If you’re ready to plant a windbreak, the Texas A&M Forest Service West Texas Nursery can help. With a variety of high-quality and low-cost tree seedlings available, our foresters and technicians will help tailor the windbreak to your land.

 Homestead Windbreak

  • Cut heating and cooling costs, reduce dust and noise, and prevent snow drifts with Homestead Windbreaks. This kind can significantly increase the value and look of your home.


  • This windbreak should extend at least 100 ft beyond the designated area.​​​
Homestead windbreak

 Field Windbreak

  • Conserve soil moisture and reduce soil loss. These Field Windbreaks are specifically designed to protect crops and orchards, control snow deposits, and create a habitat for wildlife.


  • This windbreak should consist of at least 3 rows of trees and shrubs
  • A series of windbreaks may be needed to protect large areas
  • The distance between windbreaks should be no more than 20 H (H = the mature height of the tallest tree).
Field windbreak

 Livestock Windbreak

  • Help keep cattle warm in the cold, and thus spend less on feed. With the extra weight gain rather than body heat, report a lower animal death rate, made possible by the Livestock Windbreak

​Feedlot tip:

  • Surface water runoff should drain away from the windbreak.

​Rangeland tips:

  • Livestock need easy access to the protected area.
  • All water in the protected area should drain away from the windbreak.
  • L- or U-shaped windbreaks should be planted perpendicular to prevailing winds.
  • Deciduous trees and shrubs can be added to attract wildlife.
Livestock windbreak

Living Snow Fence

  • Multipurpose plantings, these Living Snow Fences prevent snow from drifting across roads and provide a habitat for wildlife. During the cold months, they can protect livestock from the winter temperatures-- all while storing 16 times the amount of snow that a traditional wood-slat fence will hold.

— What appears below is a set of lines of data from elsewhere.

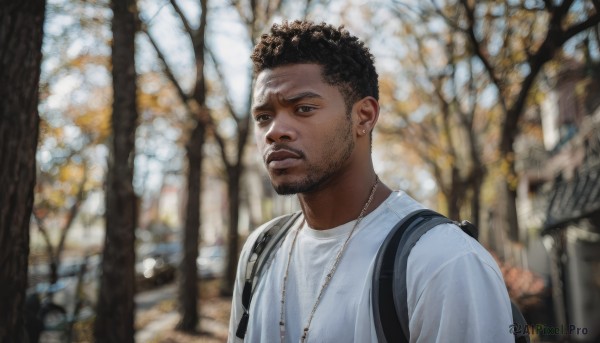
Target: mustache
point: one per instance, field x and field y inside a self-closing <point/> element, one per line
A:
<point x="277" y="147"/>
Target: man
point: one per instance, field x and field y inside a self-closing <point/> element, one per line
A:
<point x="315" y="104"/>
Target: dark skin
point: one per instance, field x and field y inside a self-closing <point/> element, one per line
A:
<point x="312" y="148"/>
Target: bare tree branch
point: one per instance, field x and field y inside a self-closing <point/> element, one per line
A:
<point x="478" y="49"/>
<point x="221" y="77"/>
<point x="167" y="70"/>
<point x="186" y="24"/>
<point x="580" y="27"/>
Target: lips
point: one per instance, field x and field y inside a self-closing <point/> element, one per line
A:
<point x="282" y="158"/>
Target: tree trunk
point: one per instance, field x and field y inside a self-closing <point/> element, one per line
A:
<point x="21" y="33"/>
<point x="233" y="192"/>
<point x="188" y="283"/>
<point x="115" y="312"/>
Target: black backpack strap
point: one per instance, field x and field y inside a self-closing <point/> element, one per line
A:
<point x="389" y="277"/>
<point x="265" y="244"/>
<point x="405" y="234"/>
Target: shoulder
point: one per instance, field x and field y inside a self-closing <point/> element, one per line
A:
<point x="256" y="233"/>
<point x="446" y="249"/>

  • Plant this windbreak parallel to and north of the road or highway being protected.
  • Make this windbreak with two adjacent rows of evergreens and at least one row of shrubs planted 40 feet to the north of the windbreak to serve as a buffer.
  • The first row should be at least 200 feet from the road’s edge.
  • The Living Snow Fence should extend 50 feet beyond the section of road that’s being protected.